Lynn Garske, environmental stewardship manager at Oakland-based Kaiser Permanente, said the report's recommendations would give the company the data it needed to pursue its pledge to use nontoxic medical devices and other equipment.
"We make requests to our vendors and suppliers, but we have a lot of difficulty getting true information. The safety testing isn't there, so we aren't getting the answers to help us make decisions," Garske said.
Developing a proposal for the Legislature by next year may be overly optimistic.
John Uhlrich of the Chemical Industry Council of California, which represents about 50 manufacturers and distributors, said he agreed with some points but "when we begin to get down to how we implement these things, questions will arise."
"In California we have more regulation than nearly any state. In fact, our industry in California is so heavily regulated it is not growing," Uhlrich said. "My definition of a better policy is more streamlined and less obtrusive. Someone else's idea of better would be more regulation and more reporting."

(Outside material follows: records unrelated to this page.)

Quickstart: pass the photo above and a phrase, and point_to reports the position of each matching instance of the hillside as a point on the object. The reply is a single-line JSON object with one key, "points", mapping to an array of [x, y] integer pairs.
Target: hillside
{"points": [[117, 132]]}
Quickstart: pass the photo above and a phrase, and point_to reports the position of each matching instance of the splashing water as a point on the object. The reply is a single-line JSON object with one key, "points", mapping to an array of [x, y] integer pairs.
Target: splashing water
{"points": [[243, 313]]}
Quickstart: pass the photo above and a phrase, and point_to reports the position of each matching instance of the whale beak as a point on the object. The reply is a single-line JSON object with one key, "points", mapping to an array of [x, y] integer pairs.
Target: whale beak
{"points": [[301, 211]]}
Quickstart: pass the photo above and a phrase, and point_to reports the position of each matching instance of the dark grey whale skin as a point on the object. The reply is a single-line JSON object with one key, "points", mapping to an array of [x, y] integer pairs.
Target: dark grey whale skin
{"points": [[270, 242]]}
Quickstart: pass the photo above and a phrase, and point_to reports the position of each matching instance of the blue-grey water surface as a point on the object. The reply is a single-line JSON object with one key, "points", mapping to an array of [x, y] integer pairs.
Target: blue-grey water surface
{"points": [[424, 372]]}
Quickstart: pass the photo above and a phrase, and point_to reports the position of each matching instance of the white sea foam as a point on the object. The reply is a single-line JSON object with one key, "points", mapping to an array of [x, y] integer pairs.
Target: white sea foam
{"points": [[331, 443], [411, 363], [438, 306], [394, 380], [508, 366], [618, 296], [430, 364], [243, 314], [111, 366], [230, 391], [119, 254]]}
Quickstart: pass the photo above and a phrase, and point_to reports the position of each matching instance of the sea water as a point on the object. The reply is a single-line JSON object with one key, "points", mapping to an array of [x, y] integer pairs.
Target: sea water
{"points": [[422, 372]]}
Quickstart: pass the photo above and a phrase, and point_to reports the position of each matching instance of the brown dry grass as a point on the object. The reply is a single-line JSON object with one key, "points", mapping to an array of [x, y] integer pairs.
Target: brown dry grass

The recommendations come as the U.S. House of Representatives is trying to scale back states' control. Last week, the House passed legislation that would give federal regulators the final word over food-safety warnings, which could nullify state laws such as California's Proposition 65.
The UC team was advised by 13 environmental health and policy experts from the Berkeley campus, UCLA, UC Riverside and the state Department of Health Services.